Melchior also cites the “Language Matters” or “Inclusive Language” campaigns. Inclusive Language is a good example of Newspeak which Webster’s Dictionary defines as “…the inversion of customary meanings.” Inclusive Language  would normally mean tolerance for free speech even if such speech annoys or offends individuals or groups. But as practiced on campuses, it means the opposite: All language that annoys or offends individuals or groups is subject to being banned, which is enforced by both student harassment of offending students and teachers as well as by liberal administrators.

Free speech is replaced by politically correct speech that does not offend women, gays, races, the handicapped and many more. Examples are: “cripple” (offensive to the physically challenged), ” bum” or “tramp” (offensive to the homeless) and “illegal immigrant” (offensive to undocumented Americans).
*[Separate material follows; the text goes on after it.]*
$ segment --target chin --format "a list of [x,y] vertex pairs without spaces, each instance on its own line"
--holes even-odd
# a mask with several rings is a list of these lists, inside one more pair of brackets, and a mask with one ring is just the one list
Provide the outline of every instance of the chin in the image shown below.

I see none of this in Donald Trump’s language or actions. He is not trying to narrow the range of thought to suit his interests, no matter how offensive his words and policies may be to many around the world. But if you want to see real Orwellian behavior, you need only  look at our colleges and universities where individual students and groups are campaigning to narrow the thoughts of others.
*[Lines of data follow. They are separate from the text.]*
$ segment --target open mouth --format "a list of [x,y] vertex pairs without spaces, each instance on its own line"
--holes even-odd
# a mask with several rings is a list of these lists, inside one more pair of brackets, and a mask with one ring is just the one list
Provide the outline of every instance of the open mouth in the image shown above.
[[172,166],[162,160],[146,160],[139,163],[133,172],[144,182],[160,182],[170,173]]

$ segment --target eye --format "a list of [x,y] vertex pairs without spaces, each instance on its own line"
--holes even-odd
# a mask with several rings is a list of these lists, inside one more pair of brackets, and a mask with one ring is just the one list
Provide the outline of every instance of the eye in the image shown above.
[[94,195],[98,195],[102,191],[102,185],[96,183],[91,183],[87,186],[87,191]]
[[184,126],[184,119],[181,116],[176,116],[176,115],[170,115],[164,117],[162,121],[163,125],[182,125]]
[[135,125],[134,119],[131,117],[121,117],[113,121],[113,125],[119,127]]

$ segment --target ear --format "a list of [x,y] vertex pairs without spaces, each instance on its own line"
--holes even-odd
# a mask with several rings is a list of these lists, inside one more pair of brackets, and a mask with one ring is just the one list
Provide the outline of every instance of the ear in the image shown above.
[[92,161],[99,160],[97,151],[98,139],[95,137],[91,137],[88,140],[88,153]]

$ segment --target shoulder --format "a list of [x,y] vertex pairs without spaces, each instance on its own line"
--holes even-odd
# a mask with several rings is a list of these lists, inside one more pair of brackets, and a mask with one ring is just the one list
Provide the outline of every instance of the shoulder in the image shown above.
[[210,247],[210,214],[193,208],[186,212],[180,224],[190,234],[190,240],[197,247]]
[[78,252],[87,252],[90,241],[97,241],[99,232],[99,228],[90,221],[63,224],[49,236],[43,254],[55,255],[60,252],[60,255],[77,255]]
Orwell believed that the ability to use words is the key to thinking. He once wrote: “If people cannot write well, they cannot think well, and if they cannot think well, others will do their thinking for them.” Therefore, if you can control the meaning of words, you can control thought. Trump is only trying to implement policies that he promised to accomplish during the campaign. These policies may be offensive to many people, but he is not attempting to control thought or limit free speech. Look to university campuses for that.